Contudo, todos os dados e factos que nos chegaram pelas tradições escritas, por mais sólidos que ao longo dos séculos tenham parecido, movimentando crentes, fé e piedade, muito pouco parece ser factológico. É um campo de mito e de lenda onde se espraiam os desejos e as preocupações religiosas de uma época de extremos onde a busca da morte era muitas vezes a única via para um quadro quotidiano positivo, um sentido superior para a vida.
Parece que os missionários se dirigiram a Coimbra, grande centro teológico e cultural da época, onde D. Urraca lhes terá dado guarida. Num misto de fé e de misticismo, a rainha suplica aos frades que lhe revelem o momento da sua morte. Relutantes, acabam por predizer que a vida de D. Urraca apenas chegaria ao seu termo quando de Marrocos os cristãos trouxessem a Coimbra os seus corpos martirizados – este era, claramente, o objectivo: atingir o estatuto de mártir.

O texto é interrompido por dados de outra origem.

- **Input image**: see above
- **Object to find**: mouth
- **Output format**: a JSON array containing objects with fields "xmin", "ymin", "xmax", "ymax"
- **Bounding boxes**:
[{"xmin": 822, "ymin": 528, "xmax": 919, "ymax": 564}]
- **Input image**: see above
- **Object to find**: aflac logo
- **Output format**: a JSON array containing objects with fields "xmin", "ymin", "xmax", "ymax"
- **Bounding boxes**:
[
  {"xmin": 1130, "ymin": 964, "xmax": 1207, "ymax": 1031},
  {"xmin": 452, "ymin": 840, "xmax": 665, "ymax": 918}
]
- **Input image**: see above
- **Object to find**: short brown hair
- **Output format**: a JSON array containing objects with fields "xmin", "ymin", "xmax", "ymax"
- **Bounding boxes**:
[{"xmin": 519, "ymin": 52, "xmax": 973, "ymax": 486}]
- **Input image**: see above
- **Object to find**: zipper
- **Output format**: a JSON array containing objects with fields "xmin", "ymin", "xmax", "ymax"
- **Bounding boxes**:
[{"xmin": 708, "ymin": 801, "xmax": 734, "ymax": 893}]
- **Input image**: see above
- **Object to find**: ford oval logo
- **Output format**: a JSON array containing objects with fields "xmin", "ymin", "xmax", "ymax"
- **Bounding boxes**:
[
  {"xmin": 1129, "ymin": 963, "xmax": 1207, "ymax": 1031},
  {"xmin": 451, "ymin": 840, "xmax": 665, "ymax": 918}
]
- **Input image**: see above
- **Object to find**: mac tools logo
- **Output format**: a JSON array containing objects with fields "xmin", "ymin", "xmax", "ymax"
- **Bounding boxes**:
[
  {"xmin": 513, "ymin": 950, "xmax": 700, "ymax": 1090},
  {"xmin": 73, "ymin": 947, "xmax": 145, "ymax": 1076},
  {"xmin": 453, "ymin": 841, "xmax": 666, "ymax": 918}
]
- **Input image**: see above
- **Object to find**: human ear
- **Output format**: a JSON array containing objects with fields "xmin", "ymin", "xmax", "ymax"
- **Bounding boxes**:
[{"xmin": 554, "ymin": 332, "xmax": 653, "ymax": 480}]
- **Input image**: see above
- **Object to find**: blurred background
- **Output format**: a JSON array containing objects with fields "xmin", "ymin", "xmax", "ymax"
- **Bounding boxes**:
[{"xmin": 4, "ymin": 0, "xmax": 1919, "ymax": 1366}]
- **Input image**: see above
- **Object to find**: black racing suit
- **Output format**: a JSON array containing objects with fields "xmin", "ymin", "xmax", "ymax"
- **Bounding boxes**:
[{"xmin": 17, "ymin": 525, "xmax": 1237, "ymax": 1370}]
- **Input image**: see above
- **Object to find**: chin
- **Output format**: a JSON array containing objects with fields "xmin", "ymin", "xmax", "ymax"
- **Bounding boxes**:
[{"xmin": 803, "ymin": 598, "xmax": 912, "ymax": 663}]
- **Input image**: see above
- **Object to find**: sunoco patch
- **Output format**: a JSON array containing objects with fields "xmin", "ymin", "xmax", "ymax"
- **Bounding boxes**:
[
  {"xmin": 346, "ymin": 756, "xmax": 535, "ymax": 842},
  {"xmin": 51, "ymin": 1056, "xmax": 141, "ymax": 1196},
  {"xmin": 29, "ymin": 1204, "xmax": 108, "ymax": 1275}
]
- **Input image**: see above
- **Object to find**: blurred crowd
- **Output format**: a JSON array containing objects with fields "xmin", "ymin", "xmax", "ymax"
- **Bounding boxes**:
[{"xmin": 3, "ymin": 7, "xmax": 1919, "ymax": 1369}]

Ora, nesta estadia em Coimbra, o jovem referido no primeiro parágrafo, Fernando de Bulhões, terá ouvido as prédicas destes frades no mosteiro de Santa Cruz, o que em muito lhe influenciou a vida. Mais o terá marcado o regresso, já como “relíquias”, dos seus restos mortais, depois de conseguido o intento: terem-se tornado mártires.
No que respeita ao curto resto da vida destes frades, ela dava uma imensa narrativa em torno da intolerância e das formas de acirrar o conflito, de como é possível fazer tudo para se ser morto. Numa época de cruzadas, de recriação e consolidação das ideias de infiel e de herege, o cristianismo ocidental lançava-se numa verdadeira, e aqui literal, caça às bruxas, que nos mostra todos os matizes da perseguição e luta religiosa hostil (Cruzadas contra o Islão, guerra contra os Cátaros, Inquisição e reforço das medidas contra os judeus, crescente demonização da mulher com a sua assimilação a práticas demoníacas, etc).
Foi este, irónica e inesperadamente, o tempo e o exemplo que terá levado o jovem Fernando a querer ir também para Marrocos evangelizar ou, ao espírito da época, ser mártir. É-nos difícil imaginar o frei António, seja ele de Pádua ou de Lisboa, a ser um fundamentalista radical que procura o confronto religioso em terras dominadas por outra religião para ser morto e, com isso, obter a salvação. Mas sim, era esse o quadro.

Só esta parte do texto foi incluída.